I don't think I can really call any game I've played the absolute most creative, they're creative in different ways (story, music, art style, gameplay, etc)
But I'll give a nod to Ar Tonelico. On the story/music side of things, they created a functional language for it (aka no random gibberish), then made songs in that language, all of which fits into the game very naturally, and have a pretty unique style to them too.
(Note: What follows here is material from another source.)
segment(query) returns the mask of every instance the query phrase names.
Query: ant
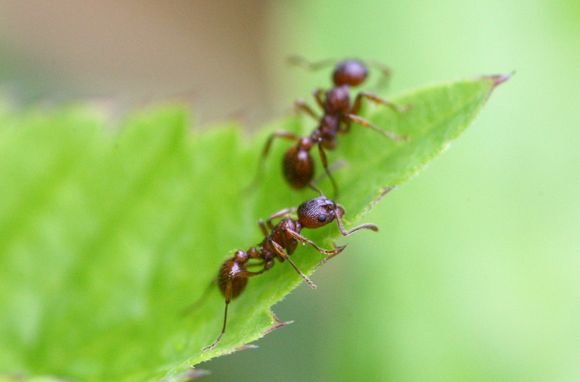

On the gameplay side, it's mostly pretty standard RPG-ish but with the unique twist of your front-liners protecting the songstress in your party who's singing to cast magic, with successful attack/defence empowering the magic. In the third game they went a step further and made the battle music change depending on the songstress/song magic too, along with a visualization of the music and a timing mechanic to the battle system (attack just as the visualization peaks, gain more song power).
It also mixes genres a bit, a fair chunk of time is spent in the soulspace of songstresses, where the game switches to a Visual Novel presentation including choices that may or may not throw you back out to the real world.
It's hard for me to pinpoint any singular games as most creative since a lot of games do pretty creative stuff within different genres. I liked the creative 4th wall breaking stuff in Metal Gear Solid for example, such as how it used the controllers vibration to make it seem like Psycho Mantis moved your controller with his mind. That blew my mind as a kid.
I've also been playing a lot of splatoon 2 lately, and I think it's a pretty creative way of blending the more cartoony and colorful aesthetic of Nintendo and mix it with online shooters. I feel like it's one of the most creative games of that genre despite its shortcomings.
There is also a lot of creativity in the indie side of things that I don't have much experience in. I feel like undertale would be on this list for me. Probably hotline Miami too based on watching other people play.
I think I will say Ico. It was such a well-crafted experience that was so unlike anything else I had played up to that point that it kind of blew my mind. Simplicity made beautiful.